@TheWorldWarrior You being a Medical Student, I would really love to hear more of your insight.
Medical Student no longer; for I have graduated!
When I was graduating HS a little over 7-8 years ago college decisions were super important [like they aren't now haha]. I didn't come from a super well off family that could afford to pay off 30-40,000 a year in tuition + room and board at a private institution so picking a low cost option was a must. However, within that low cost, the Super Highly selective schools e.g. Harvard, Yale, Princeton, MIT, Upenn, Columbia [even cornell but whatever] were OK with the fam. since our income would qualify me for reduced tuition or even a free ride at some of these schools, not to mention the opportunities that would be there [though there is some debate, as many students of these schools are from the wealthy social class]. I didn't get in; it was sad.
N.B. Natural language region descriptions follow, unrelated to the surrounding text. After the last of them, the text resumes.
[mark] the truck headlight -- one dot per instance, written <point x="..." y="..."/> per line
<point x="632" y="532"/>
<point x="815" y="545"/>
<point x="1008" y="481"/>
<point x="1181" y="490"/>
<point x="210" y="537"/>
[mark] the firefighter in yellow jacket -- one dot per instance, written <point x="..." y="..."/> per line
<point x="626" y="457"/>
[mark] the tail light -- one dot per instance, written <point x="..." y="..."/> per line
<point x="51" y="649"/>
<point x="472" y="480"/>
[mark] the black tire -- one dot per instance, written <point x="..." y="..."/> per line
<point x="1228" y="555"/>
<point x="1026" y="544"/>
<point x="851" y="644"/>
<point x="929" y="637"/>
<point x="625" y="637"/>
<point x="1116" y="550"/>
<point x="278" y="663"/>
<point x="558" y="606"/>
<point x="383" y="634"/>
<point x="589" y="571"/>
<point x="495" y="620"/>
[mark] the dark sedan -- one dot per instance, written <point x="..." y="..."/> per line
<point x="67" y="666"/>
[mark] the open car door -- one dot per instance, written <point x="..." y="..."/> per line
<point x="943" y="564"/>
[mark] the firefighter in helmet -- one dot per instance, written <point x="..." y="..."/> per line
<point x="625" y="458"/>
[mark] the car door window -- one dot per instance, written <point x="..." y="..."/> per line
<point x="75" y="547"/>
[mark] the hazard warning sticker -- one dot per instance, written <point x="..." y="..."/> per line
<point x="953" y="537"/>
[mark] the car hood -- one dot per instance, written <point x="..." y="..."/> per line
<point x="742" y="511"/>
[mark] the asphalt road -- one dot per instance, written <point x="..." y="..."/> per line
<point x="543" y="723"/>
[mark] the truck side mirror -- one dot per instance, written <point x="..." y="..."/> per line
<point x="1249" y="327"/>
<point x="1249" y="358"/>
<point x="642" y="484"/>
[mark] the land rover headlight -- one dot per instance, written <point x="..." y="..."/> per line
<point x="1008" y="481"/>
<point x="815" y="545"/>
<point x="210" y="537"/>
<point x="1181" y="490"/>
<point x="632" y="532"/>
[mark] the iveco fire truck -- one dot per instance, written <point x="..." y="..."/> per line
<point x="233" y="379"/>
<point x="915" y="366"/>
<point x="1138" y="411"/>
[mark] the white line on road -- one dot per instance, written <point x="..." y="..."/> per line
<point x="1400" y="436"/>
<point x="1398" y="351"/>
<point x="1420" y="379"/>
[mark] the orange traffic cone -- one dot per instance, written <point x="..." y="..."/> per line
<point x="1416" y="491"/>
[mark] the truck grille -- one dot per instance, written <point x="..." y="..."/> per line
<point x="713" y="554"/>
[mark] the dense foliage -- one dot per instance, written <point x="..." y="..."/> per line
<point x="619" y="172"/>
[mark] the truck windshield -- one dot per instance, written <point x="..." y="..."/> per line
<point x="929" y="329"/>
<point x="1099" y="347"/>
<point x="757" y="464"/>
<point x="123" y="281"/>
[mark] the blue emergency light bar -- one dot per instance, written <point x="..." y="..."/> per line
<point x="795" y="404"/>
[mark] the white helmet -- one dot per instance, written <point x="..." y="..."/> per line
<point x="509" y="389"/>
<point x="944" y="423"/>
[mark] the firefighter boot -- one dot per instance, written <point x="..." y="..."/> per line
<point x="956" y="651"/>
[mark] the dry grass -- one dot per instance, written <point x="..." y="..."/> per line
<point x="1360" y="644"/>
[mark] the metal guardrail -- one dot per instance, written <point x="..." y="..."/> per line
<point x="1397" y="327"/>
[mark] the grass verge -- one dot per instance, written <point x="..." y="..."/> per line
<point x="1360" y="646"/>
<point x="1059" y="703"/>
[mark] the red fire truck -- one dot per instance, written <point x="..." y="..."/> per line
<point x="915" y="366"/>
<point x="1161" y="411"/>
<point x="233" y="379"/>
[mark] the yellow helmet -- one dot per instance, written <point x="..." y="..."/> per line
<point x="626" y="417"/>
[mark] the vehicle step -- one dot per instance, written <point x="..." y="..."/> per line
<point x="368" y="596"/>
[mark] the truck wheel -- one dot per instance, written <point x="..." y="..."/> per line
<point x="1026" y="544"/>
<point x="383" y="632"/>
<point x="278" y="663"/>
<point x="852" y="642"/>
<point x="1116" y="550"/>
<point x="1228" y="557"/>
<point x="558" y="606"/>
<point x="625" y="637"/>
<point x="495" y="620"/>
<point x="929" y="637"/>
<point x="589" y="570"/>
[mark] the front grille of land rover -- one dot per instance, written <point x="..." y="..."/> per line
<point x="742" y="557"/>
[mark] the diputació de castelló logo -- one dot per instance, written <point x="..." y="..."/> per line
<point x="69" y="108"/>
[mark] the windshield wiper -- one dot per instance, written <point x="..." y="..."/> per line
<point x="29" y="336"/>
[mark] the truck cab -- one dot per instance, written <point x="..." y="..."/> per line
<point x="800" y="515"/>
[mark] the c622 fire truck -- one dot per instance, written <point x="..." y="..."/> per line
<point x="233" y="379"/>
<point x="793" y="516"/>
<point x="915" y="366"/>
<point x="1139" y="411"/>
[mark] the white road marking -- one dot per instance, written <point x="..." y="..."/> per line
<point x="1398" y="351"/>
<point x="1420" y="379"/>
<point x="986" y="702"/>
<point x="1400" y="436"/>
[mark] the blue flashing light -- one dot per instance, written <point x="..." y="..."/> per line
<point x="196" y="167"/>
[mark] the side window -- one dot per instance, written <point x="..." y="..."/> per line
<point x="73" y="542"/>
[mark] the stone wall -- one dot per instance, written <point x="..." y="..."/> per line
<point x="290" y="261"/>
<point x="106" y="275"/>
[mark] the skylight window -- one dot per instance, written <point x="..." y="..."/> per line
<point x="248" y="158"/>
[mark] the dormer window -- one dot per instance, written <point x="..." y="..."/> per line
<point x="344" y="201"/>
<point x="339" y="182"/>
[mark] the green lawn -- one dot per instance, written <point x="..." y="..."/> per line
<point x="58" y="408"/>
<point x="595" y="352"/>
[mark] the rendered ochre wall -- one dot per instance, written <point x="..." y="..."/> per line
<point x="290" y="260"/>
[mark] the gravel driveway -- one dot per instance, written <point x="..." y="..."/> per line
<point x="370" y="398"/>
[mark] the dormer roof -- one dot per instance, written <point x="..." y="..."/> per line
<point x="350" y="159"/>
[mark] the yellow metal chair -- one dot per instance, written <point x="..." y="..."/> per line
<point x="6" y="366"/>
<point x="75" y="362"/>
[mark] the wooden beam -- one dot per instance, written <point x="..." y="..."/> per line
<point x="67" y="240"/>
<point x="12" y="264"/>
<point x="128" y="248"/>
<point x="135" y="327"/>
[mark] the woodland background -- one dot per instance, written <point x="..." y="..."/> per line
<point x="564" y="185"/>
I ended up going to a public university on scholarship and payed nothing for undergraduate school. Best decision ever. Where you go for undergrad doesn't matter so much; sure the location matters as your local opportunities are dictated by that. I was in NYC so there was plenty: tons of hospitals, clinics, underserved, broad range of cultures etc.
IDK much about your state school, but if you've toured it, interacted with students and like its atmosphere then go for it. If you get into Them Awesome Schools, and 1. you're super rich 2. you're super poor [and get that low tuition or free ride] i'd totally go. Or just go if you get in cause that's what i'd have done regardless.
That being said I assume a lot of your family and friends are around where your state school is/a closer drive than somewhere else. Having family close by is a real life saver; and you'll be having that college experience with the comfort that your loved ones are relatively close by in case you need them [instead of just skype]. If you want to go to grad school/med school [which you may] then save money now and use it for that. Go public. or be super poor and go to Harvard.
This is all an opinion and i don't really have data to back this up [IDK if the colleges have changed their policies on reduced/free tuition since I applied either] but I hope this helped in some way. By going to a public school instead of several hundred thousand in debt, i'll be in about 150,000 AFTER [U.S.]med school and an accelerated MPH. Not bad.
edit: let's not forget about interest.